The university’s template is still rough. Much of the data the UI could use to measure success in reducing binge drinking haven’t been collected.
For example, in the summer Loh said he wanted to lower the levels of alcohol-related emergency-room visits among students. The problem? The hospital does not track those numbers.
The Partnership for Alcohol Safety subcommittee tasked with looking at data wants to track crime and health issues with alcohol involved, said Doug Beardsley, the director of the Johnson County Public Health Department and subcommittee chairman.

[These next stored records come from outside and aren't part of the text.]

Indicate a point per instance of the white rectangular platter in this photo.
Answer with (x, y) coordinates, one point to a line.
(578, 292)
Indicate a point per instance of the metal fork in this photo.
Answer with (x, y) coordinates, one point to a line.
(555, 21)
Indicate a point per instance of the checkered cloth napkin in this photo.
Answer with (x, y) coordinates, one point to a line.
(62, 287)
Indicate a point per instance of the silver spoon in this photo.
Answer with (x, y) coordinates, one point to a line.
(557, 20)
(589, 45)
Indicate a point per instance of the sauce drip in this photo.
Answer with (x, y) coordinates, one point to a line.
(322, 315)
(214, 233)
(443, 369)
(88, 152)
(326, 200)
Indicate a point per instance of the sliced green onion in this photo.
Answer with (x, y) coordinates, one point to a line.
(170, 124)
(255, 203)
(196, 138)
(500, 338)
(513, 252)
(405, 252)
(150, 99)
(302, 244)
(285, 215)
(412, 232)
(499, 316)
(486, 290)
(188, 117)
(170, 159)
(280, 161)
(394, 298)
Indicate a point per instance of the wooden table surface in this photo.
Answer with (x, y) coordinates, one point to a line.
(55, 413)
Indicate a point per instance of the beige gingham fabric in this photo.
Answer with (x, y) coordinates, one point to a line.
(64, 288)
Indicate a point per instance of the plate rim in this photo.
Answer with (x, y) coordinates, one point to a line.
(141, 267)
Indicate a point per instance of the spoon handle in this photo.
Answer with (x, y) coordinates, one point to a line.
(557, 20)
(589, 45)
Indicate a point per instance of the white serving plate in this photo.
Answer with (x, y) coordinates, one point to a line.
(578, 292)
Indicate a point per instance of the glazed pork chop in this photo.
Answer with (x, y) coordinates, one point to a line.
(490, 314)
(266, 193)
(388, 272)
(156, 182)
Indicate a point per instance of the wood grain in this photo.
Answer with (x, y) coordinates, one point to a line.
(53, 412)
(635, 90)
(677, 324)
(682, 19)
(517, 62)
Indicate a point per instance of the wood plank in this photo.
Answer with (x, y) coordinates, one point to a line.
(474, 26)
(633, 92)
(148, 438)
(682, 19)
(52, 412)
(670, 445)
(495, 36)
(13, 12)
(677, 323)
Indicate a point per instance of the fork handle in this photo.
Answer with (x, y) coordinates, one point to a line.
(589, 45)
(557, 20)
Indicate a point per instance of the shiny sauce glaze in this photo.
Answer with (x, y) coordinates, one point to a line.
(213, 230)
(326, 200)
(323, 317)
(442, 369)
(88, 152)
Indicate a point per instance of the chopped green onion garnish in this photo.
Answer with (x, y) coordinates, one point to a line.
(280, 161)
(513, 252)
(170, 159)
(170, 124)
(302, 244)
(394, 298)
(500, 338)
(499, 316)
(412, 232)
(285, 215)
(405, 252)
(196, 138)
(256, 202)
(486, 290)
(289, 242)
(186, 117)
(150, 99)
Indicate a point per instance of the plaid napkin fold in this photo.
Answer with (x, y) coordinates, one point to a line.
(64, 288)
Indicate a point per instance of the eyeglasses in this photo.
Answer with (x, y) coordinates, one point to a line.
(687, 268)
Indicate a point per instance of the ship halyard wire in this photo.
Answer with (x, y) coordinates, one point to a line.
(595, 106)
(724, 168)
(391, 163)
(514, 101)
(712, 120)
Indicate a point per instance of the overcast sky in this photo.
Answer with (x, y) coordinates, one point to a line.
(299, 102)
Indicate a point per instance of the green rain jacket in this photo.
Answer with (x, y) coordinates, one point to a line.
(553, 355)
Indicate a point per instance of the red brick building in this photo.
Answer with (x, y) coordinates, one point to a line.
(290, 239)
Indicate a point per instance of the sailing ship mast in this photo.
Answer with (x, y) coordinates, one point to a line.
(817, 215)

The consensus seems to be that the university and city are progressing in the right direction. But whether they will get to a solution or solutions remains to be seen.
Last call
Paramedics find a woman sitting in a pool of her own vomit near the corner of Clinton and Court Streets. A friend strokes her hair as puke stains her royal-blue dress. Around the pair, six emergency workers hover. The woman gags.
She is hoisted into the ambulance, where she cries and moans.
“Don’t kill me,” she pleads.
“I’m not going to kill you — that alcohol in your system might, though,” Jacobsen says.
“I know,” she said, stretching the last word.
“I think you’ve had a little bit too much,” Jacobsen says.
“No,” she whimpers. “It’s not my fault.